HTTP Digest Demoronizer
RFC 2617 is underspecified when it comes to a username or password that contains characters outside the 7 bit ASCII character set. The problem is that you have to know what encoding to use to write the username and password when generating the Authorization header, and second, in the case of HTTP Digest, you also need to have the server and client agree on an encoding when generating the authorization digest - single bit differences will cause authentication to fail. I had vaguely know this was a problem but recently this was brought into sharp focus. The funny thing is that Google is almost entirely silent on this problem. I can't be the only person trying to do Digest authentication with non-ASCII credentials. There are a few hints out there, RFC 2831, for example, but it's like I've just stumbled onto a secret club.
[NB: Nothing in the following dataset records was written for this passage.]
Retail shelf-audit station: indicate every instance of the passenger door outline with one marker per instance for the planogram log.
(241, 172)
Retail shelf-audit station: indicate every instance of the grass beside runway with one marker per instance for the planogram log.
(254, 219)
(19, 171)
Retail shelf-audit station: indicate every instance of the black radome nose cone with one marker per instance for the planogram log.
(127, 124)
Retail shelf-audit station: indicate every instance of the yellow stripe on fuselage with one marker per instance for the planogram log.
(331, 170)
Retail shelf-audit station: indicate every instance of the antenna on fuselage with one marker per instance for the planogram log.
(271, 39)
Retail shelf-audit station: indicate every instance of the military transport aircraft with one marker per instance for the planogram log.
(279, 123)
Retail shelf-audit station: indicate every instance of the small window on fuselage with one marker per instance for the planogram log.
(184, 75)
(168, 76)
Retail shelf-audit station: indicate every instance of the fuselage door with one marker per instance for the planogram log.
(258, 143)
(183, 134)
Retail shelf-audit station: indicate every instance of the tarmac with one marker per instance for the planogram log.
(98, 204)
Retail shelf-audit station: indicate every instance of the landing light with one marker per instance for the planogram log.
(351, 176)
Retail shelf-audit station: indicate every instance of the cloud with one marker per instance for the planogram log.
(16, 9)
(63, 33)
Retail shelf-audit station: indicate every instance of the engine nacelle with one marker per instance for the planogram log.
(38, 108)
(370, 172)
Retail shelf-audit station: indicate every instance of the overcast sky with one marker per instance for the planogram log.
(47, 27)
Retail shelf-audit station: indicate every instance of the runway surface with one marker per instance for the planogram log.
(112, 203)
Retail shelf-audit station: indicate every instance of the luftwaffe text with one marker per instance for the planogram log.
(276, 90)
HTTP Digest is the real problem, because it can fail in two ways - you can encode the username parameter incorrectly, or you can get the encoding wrong when generating hashes - this is true of either the client side or server side. Firefox seems to use UTF-8, come hell or high water, so if your server is assuming UTF-8 when working with Authorization and WWW-Authenticate headers, you're OK. Python's urllib2.AbstractDigestHandler seems to be using ASCII encoding, so it won't even send the request - the request throws an exception.
It turns out that for .NET clients, you can almost pull this off with HTTP Digest. .NET will understand non-ASCII characters, IF you put an undocumented (at least in RFC 3617) parameter charset=utf-8. You can't put a space before "charset", even though you can before other parameters. You can enclose utf-8 in doublequotes, or not. If you do this, .NET will submit the username parameter UTF-8 encoded on the next Authorization: header. It will even set the charset parameter to UTF-8, so you know the encoding explicitly.
Except... the response parameter in the Authorization header is still borked. Response is a hash of the username, realm and password, joined by colons, along with hashes of other request parameters. BUT the first hash is apparently generated using Encoding.Default (e.g. Windows-1252 for my machine), not UTF-8 as one might think. I say "apparently" because looking in the disassembly, it looks like they just copy bytes from the string into a buffer to be hashed, instead of using Encoding.GetBytes(string). Whatever encoding that is, it's not UTF-8, at least not on my box. So all the hard work of interpreting the charset parameter is for nothing - the server still has to guess at a charset to use to calculate the digest.
About the only thing I can think of to work around this on the server side is a demoronizer: attempt the hash with UTF-8 first, then Windows-1252. But outside of the bug, there's a couple lessons here. First, I had to resort to Reflector to see exactly what the framework was doing, because I don't have source for the framework. This behavior is buried deep in System.Net, inside an internal class, and I can't test it in isolation - it's a black box inside a black box. Source code would have made this much simpler to debug. The second bit is that because of the nature of the framework and the classes in question (signed assemblies, sealed classes, undocumented internal classes), I have to rewrite a whole lot of code - i.e. everything under System.Net.HttpWebRequest - to fix one bug. Python gets it wrong as well, but in Python, I can subclass urllib2.HTTPDigestAuthHandler and supply a new version of get_authorization, or better yet, submit a patch.